Print the parsed HTML using prettify() method: This will print the entire HTML document with indents, making it easier to read.

from bs4 import BeautifulSoup
import requests

# make a request to the website
url = 'https://www.example.com'
response = requests.get(url)

# parse the HTML using BeautifulSoup
soup = BeautifulSoup(response.text, 'html.parser')

# print the parsed HTML
print(soup.prettify())

Select and print specific elements using tag names, class names, or IDs: This will print only the specified elements and their content.

from bs4 import BeautifulSoup
import requests

# make a request to the website
url = 'https://www.example.com'
response = requests.get(url)

# parse the HTML using BeautifulSoup
soup = BeautifulSoup(response.text, 'html.parser')

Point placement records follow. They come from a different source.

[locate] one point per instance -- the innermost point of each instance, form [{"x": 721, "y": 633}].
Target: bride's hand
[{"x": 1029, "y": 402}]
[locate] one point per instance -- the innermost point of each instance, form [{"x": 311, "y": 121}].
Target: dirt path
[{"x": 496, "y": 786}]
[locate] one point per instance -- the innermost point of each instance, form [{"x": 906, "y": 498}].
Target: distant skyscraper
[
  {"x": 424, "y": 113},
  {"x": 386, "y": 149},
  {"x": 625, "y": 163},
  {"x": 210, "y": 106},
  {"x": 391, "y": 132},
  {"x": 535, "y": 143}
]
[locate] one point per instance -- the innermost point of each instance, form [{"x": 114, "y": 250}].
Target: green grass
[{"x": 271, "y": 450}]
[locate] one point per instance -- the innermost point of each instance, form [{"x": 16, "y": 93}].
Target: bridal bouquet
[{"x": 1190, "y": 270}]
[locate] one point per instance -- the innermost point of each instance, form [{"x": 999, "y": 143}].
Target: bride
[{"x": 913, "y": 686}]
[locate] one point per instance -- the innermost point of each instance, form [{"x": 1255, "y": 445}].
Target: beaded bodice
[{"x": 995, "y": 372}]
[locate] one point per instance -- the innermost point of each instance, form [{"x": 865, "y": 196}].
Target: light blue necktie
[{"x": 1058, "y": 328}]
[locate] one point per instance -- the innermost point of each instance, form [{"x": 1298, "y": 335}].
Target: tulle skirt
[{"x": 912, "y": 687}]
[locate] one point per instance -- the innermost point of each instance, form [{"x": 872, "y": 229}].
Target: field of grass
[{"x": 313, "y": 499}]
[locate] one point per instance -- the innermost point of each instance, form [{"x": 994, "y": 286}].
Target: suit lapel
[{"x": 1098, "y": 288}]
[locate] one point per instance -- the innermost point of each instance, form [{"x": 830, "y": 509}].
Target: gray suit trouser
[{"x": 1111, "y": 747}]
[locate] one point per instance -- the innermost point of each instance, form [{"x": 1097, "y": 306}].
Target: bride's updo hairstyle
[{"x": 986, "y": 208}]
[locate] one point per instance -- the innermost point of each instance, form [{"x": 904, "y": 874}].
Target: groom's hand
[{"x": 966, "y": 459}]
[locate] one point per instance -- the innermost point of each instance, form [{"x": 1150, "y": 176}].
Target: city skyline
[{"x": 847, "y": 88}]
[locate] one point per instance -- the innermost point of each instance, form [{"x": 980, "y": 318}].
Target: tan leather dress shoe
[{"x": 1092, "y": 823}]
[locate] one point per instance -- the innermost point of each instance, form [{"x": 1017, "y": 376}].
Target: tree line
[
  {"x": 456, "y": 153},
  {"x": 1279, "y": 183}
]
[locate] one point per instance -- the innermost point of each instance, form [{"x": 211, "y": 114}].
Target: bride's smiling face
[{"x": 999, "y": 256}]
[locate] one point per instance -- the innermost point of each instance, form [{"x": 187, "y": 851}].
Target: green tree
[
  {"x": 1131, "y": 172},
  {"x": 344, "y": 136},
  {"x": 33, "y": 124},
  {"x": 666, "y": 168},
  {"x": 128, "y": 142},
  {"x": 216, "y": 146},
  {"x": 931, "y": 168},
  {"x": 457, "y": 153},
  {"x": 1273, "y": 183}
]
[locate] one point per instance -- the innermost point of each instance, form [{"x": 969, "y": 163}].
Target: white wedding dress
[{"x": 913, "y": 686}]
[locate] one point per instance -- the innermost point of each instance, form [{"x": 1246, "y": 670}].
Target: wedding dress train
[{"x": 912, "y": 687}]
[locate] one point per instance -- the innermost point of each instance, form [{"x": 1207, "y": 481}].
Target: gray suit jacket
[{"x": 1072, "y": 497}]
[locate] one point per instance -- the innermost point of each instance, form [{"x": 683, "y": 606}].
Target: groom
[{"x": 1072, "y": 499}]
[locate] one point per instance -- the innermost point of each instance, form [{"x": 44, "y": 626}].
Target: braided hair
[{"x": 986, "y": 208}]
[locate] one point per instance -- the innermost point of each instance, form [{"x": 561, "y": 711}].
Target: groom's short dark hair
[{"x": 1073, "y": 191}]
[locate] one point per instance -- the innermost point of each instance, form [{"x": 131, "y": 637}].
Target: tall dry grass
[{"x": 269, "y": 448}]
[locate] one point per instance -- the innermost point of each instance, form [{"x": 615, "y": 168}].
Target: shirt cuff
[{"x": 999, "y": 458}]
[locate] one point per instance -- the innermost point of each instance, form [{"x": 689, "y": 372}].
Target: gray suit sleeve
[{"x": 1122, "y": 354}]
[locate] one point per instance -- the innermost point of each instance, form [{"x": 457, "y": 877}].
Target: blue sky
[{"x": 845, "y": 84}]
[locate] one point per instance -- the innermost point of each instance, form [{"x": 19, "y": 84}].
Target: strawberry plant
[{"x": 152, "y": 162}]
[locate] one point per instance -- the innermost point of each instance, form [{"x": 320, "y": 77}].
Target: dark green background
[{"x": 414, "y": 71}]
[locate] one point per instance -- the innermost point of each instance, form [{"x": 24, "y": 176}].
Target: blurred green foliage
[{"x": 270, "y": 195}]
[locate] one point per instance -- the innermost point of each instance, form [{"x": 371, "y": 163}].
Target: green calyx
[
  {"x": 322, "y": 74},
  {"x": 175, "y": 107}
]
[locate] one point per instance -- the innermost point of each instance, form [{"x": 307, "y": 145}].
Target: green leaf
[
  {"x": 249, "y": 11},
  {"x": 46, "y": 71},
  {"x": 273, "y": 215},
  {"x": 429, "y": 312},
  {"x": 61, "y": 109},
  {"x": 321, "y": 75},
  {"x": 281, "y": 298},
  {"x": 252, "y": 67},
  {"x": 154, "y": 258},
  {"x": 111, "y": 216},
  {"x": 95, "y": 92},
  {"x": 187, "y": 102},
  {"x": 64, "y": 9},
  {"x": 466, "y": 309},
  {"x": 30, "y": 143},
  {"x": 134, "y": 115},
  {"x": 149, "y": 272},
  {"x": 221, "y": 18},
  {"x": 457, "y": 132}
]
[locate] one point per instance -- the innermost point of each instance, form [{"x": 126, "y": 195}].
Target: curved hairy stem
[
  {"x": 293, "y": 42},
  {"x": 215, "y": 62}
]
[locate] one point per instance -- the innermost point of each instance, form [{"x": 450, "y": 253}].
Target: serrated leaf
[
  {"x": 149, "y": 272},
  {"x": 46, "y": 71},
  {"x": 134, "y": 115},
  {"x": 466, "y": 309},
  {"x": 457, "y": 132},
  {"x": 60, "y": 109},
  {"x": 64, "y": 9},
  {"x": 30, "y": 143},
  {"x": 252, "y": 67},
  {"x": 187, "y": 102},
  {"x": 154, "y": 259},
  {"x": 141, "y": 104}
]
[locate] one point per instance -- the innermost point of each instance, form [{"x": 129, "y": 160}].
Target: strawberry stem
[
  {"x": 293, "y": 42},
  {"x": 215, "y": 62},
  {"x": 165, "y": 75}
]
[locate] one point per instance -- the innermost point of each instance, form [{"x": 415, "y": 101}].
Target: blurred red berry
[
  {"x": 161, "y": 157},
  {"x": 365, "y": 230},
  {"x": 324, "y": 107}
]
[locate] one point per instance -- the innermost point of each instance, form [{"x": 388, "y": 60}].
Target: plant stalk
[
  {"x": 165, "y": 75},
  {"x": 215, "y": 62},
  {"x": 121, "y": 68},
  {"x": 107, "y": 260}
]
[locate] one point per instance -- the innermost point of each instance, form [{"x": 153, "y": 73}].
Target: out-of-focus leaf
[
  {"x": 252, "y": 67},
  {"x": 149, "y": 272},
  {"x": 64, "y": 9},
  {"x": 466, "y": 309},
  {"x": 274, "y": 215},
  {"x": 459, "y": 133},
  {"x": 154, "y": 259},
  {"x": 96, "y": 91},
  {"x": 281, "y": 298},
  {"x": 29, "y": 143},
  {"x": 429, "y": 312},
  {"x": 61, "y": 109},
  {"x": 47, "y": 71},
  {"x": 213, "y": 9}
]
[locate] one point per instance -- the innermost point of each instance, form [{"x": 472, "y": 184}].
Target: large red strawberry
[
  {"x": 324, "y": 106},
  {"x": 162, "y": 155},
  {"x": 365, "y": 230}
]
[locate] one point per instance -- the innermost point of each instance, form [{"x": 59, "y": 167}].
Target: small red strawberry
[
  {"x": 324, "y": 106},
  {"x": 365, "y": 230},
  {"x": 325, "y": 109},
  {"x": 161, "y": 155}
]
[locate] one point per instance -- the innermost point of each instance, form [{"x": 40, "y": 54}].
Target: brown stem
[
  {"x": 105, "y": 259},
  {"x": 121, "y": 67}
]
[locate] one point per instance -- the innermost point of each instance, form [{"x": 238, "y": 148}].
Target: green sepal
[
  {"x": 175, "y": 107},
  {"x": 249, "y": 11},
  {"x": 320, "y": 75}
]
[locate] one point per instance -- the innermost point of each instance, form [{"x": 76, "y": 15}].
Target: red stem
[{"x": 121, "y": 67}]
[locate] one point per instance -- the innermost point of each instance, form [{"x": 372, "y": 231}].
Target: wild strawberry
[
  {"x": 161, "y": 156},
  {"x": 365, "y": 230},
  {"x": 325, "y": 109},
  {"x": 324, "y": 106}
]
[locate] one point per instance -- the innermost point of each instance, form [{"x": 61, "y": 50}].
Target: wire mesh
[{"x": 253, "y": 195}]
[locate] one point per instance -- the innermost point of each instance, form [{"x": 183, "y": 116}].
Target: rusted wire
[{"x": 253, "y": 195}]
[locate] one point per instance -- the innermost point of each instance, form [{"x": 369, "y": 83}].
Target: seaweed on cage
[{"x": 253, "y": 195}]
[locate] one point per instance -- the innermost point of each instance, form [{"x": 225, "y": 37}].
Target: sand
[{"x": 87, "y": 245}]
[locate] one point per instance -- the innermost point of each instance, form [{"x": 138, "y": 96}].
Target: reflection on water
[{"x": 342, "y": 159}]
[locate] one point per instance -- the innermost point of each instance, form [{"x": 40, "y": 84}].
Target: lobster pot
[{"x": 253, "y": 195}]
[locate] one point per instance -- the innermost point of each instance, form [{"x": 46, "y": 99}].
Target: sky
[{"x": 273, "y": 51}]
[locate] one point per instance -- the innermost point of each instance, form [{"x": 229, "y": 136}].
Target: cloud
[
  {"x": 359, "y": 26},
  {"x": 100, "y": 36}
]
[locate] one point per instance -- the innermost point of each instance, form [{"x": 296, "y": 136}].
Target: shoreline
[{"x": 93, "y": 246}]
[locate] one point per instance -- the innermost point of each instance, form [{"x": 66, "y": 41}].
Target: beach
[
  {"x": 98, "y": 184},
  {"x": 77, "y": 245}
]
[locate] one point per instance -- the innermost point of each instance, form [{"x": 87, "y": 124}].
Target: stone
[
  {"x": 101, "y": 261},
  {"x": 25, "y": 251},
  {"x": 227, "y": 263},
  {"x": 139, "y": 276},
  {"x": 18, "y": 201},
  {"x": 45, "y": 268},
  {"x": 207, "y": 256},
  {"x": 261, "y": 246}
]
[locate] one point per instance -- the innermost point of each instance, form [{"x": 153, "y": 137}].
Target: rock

# find a specific tag and print its content
header = soup.find('h1')
print(header.text)

# find all tags with a specific class and print their content
paragraphs = soup.find_all('p', {'class': 'intro'})
for p in paragraphs:
    print(p.text)

# find an element by ID and print its content
logo = soup.find('img', {'id': 'logo'})
print(logo['src'])

Save the parsed data to a file: This will allow you to view the data even if you close your Python script.

from bs4 import BeautifulSoup
import requests

# make a request to the website
url = 'https://www.example.com'
response = requests.get(url)

# parse the HTML using BeautifulSoup
soup = BeautifulSoup(response.text, 'html.parser')

# save the parsed data to a file
with open('output.html', 'w') as file:
    file.write(soup.prettify())

Once you have the parsed data, you can also use it to extract specific information, clean it, and analyze it, depending on your needs.